Artificial insemination with donor sperm is an assisted reproduction technique (ART) that is indicated for:
- Couples with a serious or irreversible sperm disorder.
- Couples in which the male partner is at risk of transmitting a disease to his descendants.
- Women without a male partner who desire pregnancy.
The selection of sperm donors is the responsibility of sperm banks. Before donors are accepted, they undergo rigorous examination to prevent any possible transmission of diseases to descendants. This examination includes, in addition to a semen analysis, a genetic study (Karyotype) and a study of infectious diseases (Hepatitis, Syphilis, AIDS, etc..).
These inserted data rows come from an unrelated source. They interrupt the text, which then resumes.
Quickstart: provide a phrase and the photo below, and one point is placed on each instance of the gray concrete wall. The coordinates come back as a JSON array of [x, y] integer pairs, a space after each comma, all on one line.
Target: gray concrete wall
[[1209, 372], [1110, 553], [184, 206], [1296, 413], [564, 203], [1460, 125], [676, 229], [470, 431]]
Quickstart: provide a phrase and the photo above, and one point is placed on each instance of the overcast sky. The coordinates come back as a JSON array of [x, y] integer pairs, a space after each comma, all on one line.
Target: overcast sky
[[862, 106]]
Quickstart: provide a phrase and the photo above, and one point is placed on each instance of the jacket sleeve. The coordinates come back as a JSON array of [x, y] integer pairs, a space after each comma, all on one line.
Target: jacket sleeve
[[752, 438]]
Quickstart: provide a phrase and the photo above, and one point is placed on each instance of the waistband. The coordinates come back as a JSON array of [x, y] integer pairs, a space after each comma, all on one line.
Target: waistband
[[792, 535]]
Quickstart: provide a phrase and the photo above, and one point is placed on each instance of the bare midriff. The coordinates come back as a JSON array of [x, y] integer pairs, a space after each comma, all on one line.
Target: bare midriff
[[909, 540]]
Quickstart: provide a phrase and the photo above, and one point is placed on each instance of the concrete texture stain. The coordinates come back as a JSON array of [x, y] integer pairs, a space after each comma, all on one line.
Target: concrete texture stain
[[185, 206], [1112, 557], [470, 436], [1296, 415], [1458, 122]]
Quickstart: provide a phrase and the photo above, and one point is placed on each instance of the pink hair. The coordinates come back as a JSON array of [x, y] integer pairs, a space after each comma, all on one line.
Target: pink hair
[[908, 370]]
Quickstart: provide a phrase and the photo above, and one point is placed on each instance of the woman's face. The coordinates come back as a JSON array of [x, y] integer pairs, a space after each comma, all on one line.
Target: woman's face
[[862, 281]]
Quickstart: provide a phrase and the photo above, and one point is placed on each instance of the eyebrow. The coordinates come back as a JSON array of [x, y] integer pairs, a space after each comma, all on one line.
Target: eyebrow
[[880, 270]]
The pregnancy rate is between 20 and 25% per treatment cycle.
Most pregnancies occur in the first three cycles of insemination, although factors like the woman’s age and the possible existence of other causes that can affect fertility may delay the success of treatment a little longer.
Generally, up to six cycles of insemination are performed. When a cycle is unsuccessful, it is important to review it and make the changes necessary to achieve maximum efficacy in the next cycle. However, if pregnancy still is not achieved, the existence of other anomalies and/or the possibility of resorting to another ART may be contemplated.
In some cases it is advisable to use ovulation stimulation treatments with oral tablets or subcutaneous injections. These treatments are designed to ensure that ovulation occurs correctly in order to increase the possibilities of achieving pregnancy. However, these treatments entail certain risks (see complications).
Previous requirements for insemination
- Complete gynecological examination.
- Complementary study to rule out associated pathology that makes pregnancy difficult or impossible to achieve.
- Identification of the donor who best coincides with the physical characteristics (phenotype, eye color, skin, hair and blood group) of the couple or the patient herself.